Angler

Chambers's Encyclopaedia, Volume 1: A to Beaufort, p. 274
A detailed black and white illustration of an Angler-fish (Lophius piscatorius). The fish is shown from a side profile, facing right. It has a large, depressed head with a wide, open mouth showing sharp teeth. It has a prominent dorsal fin, a small pectoral fin, and a large, deeply forked caudal fin. A long, thin, whip-like snout extends from its mouth. The body is covered in small, dark spots. The background is a simple, textured representation of water.
Angler-fish.

Angler (Lophius piscatorius), a fish not uncommon on British shores, and sometimes called the Fishing-frog, sometimes, from its ugliness and voracity, the Sea-devil. It usually measures three feet or more in length. The head is enormously large, depressed, and spinous; the mouth is of similar proportions (whence the Scottish name Wide Gab), and furnished with many sharp curved teeth, and with numerous worm-like lip-processes or barbules. The lower jaw is considerably longer than the upper. The body is narrow in comparison with the great breadth of the head, and tapers rapidly to the tail. The whole fish is covered with a loose skin, almost without scales. There are two dorsal fins, which are spinous, and three anterior rays, regarded as belonging to the first dorsal, and freely articulated to the head, which are with great probability supposed to serve the animal as delicate organs of touch. The nostril tube is elongated into a membranous stalk, capable of spreading out like a cup at the upper end, and of being moved in every direction by a very numerous set of muscles; the bottom of the cup being divided into projecting leaflets, on which the olfactory nerve is finally distributed. The angler lives very much along the bottom, and, like the angel-fish, is said to attract its prey by dislodging worms from the sand. The dorsal filaments on the back of the head have been credited with attractive functions from before the time of Aristotle. The fish is exceedingly voracious, scores of undigested herrings, &c. having been frequently found in a single stomach. It is common in all North Atlantic coast waters. Other species are known in Mediterranean, Pacific, and South Atlantic waters.—The genus Lophius belongs to the order Acanthopterygii, and to the family Pediculati, remarkable for the elongation of the carpal bones, so as to form a distinct wrist, to the extremity of which the pectoral fin is articulated.
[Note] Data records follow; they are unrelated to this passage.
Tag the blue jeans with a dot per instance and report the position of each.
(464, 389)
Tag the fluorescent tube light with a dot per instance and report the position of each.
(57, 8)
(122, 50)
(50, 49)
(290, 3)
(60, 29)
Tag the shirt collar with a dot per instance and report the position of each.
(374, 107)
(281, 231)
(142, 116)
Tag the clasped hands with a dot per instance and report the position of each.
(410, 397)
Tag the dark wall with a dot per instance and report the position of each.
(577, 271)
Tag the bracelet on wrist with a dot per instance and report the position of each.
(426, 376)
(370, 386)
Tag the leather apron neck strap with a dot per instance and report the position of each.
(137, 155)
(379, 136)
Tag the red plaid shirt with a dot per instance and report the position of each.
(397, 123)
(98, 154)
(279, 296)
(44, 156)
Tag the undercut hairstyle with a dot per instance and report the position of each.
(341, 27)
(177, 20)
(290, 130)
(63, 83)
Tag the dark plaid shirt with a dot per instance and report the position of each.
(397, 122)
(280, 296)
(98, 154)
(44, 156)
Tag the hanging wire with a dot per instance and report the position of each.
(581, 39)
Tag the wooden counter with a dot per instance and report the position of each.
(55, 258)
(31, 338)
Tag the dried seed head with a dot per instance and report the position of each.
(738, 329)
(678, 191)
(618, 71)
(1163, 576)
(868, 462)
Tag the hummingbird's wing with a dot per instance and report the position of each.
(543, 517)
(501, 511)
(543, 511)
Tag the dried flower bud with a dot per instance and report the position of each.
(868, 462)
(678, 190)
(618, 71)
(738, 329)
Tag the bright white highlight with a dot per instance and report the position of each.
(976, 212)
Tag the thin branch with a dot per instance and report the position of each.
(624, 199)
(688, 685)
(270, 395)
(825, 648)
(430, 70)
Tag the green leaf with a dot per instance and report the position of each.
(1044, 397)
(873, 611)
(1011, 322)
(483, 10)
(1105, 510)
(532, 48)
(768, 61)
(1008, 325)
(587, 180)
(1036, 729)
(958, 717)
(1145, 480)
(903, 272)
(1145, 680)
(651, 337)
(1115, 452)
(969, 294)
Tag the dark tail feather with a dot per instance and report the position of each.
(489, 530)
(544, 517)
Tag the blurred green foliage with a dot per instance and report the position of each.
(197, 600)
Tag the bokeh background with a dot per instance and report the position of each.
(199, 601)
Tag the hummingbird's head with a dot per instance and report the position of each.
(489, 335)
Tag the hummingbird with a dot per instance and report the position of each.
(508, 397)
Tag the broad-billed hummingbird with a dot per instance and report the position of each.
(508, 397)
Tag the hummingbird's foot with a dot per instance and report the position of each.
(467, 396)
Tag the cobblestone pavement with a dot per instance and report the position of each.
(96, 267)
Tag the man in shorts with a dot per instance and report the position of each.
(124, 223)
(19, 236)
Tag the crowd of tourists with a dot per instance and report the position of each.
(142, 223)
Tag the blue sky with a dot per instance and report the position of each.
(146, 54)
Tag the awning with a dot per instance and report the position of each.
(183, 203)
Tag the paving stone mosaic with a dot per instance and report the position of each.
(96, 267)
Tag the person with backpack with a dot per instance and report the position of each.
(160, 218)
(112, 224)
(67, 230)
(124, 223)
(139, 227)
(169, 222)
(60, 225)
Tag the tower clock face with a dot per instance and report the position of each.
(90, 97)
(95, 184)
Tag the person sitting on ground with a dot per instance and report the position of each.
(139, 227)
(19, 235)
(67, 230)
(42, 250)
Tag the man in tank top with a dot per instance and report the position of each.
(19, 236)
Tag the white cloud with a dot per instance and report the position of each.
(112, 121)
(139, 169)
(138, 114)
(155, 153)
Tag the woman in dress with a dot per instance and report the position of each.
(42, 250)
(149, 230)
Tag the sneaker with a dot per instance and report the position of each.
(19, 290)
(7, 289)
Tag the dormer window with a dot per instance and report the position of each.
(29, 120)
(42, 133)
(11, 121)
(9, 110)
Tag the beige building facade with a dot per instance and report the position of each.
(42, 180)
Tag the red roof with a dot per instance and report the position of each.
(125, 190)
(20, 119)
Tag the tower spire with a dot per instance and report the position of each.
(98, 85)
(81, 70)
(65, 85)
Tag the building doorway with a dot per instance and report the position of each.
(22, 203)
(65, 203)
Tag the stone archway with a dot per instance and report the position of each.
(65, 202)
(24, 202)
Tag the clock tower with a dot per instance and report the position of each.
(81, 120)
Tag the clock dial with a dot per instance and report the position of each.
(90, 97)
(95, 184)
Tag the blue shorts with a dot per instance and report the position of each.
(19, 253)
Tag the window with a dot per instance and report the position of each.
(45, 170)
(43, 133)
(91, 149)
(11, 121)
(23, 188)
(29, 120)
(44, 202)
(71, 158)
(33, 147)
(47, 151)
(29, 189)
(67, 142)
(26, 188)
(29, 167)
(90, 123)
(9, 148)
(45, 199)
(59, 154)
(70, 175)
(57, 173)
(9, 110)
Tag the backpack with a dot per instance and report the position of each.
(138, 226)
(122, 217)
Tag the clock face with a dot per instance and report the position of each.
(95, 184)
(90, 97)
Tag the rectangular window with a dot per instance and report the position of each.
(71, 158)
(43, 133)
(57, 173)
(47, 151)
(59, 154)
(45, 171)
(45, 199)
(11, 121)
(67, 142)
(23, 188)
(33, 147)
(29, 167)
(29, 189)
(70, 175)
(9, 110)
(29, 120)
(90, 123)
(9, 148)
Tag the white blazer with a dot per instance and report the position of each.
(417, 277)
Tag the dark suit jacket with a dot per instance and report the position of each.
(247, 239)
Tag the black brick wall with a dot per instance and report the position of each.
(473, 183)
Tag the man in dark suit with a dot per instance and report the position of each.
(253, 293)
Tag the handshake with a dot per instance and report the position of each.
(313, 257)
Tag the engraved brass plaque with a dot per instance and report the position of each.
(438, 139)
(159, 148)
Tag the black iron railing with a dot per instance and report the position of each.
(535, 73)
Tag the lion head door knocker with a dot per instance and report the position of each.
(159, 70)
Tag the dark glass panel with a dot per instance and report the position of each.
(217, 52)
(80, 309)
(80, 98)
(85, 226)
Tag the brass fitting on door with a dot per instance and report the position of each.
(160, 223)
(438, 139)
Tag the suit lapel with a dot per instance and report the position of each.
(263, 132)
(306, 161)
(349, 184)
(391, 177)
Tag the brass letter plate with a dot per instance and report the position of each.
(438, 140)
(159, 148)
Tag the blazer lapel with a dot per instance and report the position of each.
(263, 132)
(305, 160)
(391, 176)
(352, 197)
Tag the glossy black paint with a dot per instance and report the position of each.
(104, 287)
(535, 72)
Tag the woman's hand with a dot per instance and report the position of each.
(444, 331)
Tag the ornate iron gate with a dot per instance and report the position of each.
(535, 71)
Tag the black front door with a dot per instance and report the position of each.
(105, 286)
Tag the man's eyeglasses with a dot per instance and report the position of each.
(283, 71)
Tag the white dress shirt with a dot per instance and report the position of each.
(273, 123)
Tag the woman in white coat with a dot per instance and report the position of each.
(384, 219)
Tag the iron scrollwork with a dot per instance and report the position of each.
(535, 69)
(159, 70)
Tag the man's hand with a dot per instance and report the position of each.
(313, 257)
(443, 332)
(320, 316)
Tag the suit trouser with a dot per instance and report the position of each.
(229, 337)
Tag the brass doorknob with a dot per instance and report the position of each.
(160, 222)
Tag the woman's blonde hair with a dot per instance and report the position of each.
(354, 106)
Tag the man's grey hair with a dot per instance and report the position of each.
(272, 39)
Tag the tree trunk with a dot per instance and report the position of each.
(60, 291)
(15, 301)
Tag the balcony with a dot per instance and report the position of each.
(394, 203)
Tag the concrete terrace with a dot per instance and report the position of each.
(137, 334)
By means of this development, these fishes are able to leap up suddenly to seize the prey which they observe above them; and some of them can hop about upon seaweeds or mud from which the water has retired. They do not suffer so quickly as most other fishes from being out of the water, their gill-opening being very small, and an angler has been often known to devour flounders or other fish which have been caught along with it. Most of the Pediculati are tropical.